Satisfies General Education Requirement IVB

 

* * *

Issues in Natural Sciences:

Statistics through Baseball
HONR 212-042 T/Th 11:00-12:15 pm
Lee May

This course introduces students to the role of mathematics in culture by introducing students to the concepts of probability and statistics by means of playing with baseball statistics.
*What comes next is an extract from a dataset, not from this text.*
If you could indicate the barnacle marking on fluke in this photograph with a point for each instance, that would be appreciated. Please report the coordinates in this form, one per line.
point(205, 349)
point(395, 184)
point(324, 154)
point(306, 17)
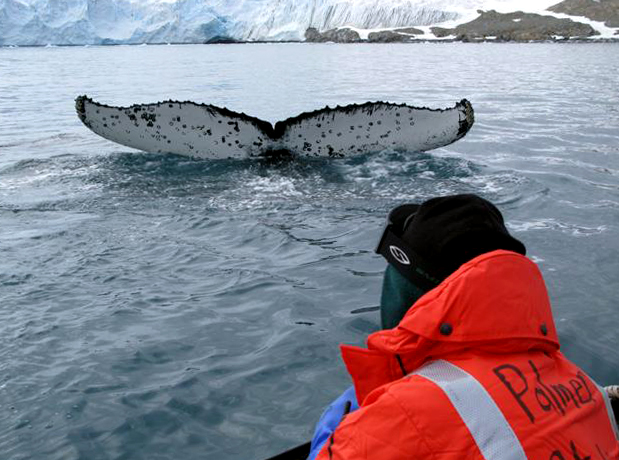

It is intended for students whose major area of study does not have specific requirements in mathematics and statistics, and who have an interest in baseball.

Satisfies General Education Requirement IVB

  

* * *

Interdisciplinary Seminar:

Haunted America: Trauma and Memory in American Histories of Place
HONR 311-041 MW 3:00-4:15 pm
James Buss

This course takes seriously intersections between academic methodologies and the voices of the dead as they speak to us in the  present—whether captured in archives, voiced in the fictional stories of literary authors, or venerated in commemorative spaces.  This course emphasizes multi-disciplinary and interdisciplinary approaches in order to explore the role of ghosts, hauntings, and trauma in American literature, architecture, and urban planning.  These approaches will aid students in being more aware of how histories of place are also histories of haunting and mourning.  (The course includes a class excursion to New York City).

Cross lists with HIST 490. Satisfies General Education Requirement IIB.

 

* * *

Interdisciplinary Seminar:

Sport and Science: Physiology, Doping, and Ethics in Sports
HONR 311-042
MWF 11:00-11:50 am
Scott Mazzetti

Perhaps at no other time in the history of sport has science played a larger role in the concept of the modern athlete.  This course examines Physiology,    Metabolism, the Ethics of Participation in Sports, as well as Sports Sociology.  Students will conduct research on scientific influences on the modern sports world and perform simple lab tests in addition to examining basic performance enhancement techniques, such as water-loading, limb cooling, etc.

 

* * *

Interdisciplinary Seminar:

Writing the Chesapeake: Translating Science and Nature into             Compelling Prose
HONR 311-151 T 4:30-7:15 pm
Tom Horton

Award-winning Chesapeake Bay writer Tom Horton will focus on writing short essays through the lenses of marine ecology and land-water equality   relationships, based on his forty years of chronicling our region’s struggle to  co-exist sustainably with one of the world’s most productive estuaries.

  

* * *

Interdisciplinary Seminar:

 History of Nursing
HONR 311-043/NURS 415-010
M 3:00-6:00 pm
William T. Campbell

 

* * *

Honors Junior Research Project

HONR 312-041
James Burton

Honors students complete a research or creative project in a 300-400 level course of their choosing (this does not have to be an honors course) and will present their research or creative project at a public symposium or conference. One credit, pass/fail.

 

* * *

Honors Thesis Preparation

HONR 490-041
James Buss

In Honor 490, before students begin work on their thesis, students select a thesis committee comprised of a thesis advisor and two readers. The mentor and one reader are chosen from the student's major department. The other reader is selected from faculty in one's school. Additionally, students do preliminary research on their topic and write a two page prospectus (which must be approved by their committee) describing what they hope to accomplish in their thesis. In addition to meeting as necessary with their mentor, students will meet together regularly with the Honors program liaison to discuss progress and problems. One credit, pass/fail.

 

* * *

Honors Thesis

HONR 495-041
James Buss

The Honors thesis is a three or four credit, focused, in-depth project in one's major field. What distinguishes an Honors thesis from a research paper in a regular classroom is the willingness of the student to go beyond the classroom and to assume the responsibilities associated with commitment to scholarship.